Media Revolution: From Cell Phones to the Internetメディア革命:携帯からインターネットまで


African-American singer/songwriter Gil Scott-Heron — considered to be a “founding father” of hip-hop music — wrote a song in 1970 called “The Revolution Will Not Be Televised” about the lack of TV news reporting on the important social changes then occurring throughout American society.

Why the U.S. news media whiteout? Maybe it was because “revolution” is, understandably, a word that tends to make people nervous. Whether it is in the political, cultural or journalistic spheres, a revolution means a major change from the status quo.

There is one revolution nowadays, however, that citizens in the United States not only seem to feel comfortable with but are rushing to embrace at lightning speed: the revolution in new media technology.

It is hard to imagine now that the telephone, for example, was once a device that people hung by a cord on the wall of a room. Today, millions of Americans own a cellular phone (often called a “cell phone”) and use it as a form of cordless communication wherever they go. The technology of the cell phone — which is actually a kind of sophisticated radio — dates back to 1947 in the U.S., when such phones were first used in some American cars.

The technology continued developing over the decades up to the present day. Now about half of all American citizens own a cellular phone; among those, an estimated 20 percent of all American teen-agers reportedly own cell phones.

Nowhere, though, is the new digital revolution more symbolized than in the Internet.

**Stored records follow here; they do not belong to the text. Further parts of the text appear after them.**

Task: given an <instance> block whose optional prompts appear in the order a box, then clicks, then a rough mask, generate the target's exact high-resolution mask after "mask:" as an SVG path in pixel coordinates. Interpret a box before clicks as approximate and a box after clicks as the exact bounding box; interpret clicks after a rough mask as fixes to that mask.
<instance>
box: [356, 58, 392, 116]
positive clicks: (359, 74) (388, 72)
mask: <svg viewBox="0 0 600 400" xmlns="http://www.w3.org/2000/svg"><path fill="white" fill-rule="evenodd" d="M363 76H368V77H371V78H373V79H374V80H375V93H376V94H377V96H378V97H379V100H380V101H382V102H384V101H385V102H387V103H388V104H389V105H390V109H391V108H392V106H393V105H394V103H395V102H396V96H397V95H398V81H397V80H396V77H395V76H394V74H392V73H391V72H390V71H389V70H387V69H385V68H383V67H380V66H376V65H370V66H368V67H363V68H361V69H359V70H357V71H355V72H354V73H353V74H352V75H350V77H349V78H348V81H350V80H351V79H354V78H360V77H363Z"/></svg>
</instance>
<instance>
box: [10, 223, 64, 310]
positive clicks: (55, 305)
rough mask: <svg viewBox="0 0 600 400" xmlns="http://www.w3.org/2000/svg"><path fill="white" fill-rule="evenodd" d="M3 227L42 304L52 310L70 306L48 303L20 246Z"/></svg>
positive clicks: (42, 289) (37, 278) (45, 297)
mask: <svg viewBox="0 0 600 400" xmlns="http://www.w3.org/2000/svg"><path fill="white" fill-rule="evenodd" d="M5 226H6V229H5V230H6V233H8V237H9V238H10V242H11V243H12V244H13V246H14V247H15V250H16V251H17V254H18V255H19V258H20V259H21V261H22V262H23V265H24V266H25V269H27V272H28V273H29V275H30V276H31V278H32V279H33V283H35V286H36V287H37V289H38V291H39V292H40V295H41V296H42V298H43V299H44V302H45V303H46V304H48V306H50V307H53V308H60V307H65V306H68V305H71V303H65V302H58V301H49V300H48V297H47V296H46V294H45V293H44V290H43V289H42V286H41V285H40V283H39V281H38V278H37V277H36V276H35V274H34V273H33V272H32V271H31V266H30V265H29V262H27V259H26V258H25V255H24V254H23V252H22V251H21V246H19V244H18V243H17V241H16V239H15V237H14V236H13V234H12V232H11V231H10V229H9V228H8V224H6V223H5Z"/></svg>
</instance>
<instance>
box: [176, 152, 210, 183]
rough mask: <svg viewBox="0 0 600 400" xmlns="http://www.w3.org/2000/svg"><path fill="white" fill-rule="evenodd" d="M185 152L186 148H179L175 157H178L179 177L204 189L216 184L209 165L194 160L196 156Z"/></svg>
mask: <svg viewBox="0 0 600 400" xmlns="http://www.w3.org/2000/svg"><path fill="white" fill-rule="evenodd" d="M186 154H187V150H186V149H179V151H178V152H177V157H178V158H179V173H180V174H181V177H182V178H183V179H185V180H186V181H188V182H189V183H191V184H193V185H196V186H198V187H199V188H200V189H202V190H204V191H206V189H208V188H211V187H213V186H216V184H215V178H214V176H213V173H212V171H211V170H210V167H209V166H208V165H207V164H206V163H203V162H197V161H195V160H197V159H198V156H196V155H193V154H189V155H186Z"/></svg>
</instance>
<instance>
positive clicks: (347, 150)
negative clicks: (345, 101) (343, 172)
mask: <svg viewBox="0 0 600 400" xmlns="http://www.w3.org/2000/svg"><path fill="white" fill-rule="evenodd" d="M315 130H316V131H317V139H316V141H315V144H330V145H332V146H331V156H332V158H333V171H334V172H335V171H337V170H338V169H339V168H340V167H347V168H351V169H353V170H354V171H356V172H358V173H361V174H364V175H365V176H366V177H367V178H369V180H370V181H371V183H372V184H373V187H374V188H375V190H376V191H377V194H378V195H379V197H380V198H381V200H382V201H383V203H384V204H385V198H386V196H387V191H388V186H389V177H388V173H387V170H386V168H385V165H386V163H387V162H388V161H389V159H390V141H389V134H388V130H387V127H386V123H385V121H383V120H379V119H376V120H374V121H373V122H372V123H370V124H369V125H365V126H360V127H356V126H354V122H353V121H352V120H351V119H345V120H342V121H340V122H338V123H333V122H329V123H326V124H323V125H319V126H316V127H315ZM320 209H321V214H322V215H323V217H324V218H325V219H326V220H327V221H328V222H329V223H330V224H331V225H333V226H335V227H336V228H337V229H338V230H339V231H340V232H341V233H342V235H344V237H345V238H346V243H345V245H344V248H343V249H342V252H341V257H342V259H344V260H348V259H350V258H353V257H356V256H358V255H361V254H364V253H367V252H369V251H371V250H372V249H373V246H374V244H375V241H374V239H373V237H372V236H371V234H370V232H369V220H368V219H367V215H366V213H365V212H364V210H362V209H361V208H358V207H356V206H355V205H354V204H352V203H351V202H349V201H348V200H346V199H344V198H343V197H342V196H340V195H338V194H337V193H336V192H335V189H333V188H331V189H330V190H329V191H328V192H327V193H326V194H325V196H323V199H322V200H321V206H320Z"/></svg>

The Internet technology has its earliest roots in the “space race” of the 1950s, when the United States and the former Soviet Union (now Russia) were fierce competitors and devoted much money and resources to exploring outer space. The U.S. military continued developing this technology over the years until it became what we know today as the Internet and the World Wide Web.

In a
2003 study, researchers at the University of California at Los Angeles (UCLA) found that more than 70 percent of Americans who use the Internet regard online technology as their primary source of information, “ranking the Internet higher as an information source than all other media, including television and newspapers.”

How the times have changed. If Gil Scott-Heron were to write a 21st-century follow-up to his critical song of 35 years ago, he might well have to title it: “The Revolution is Finally Being Televised — Digitally.”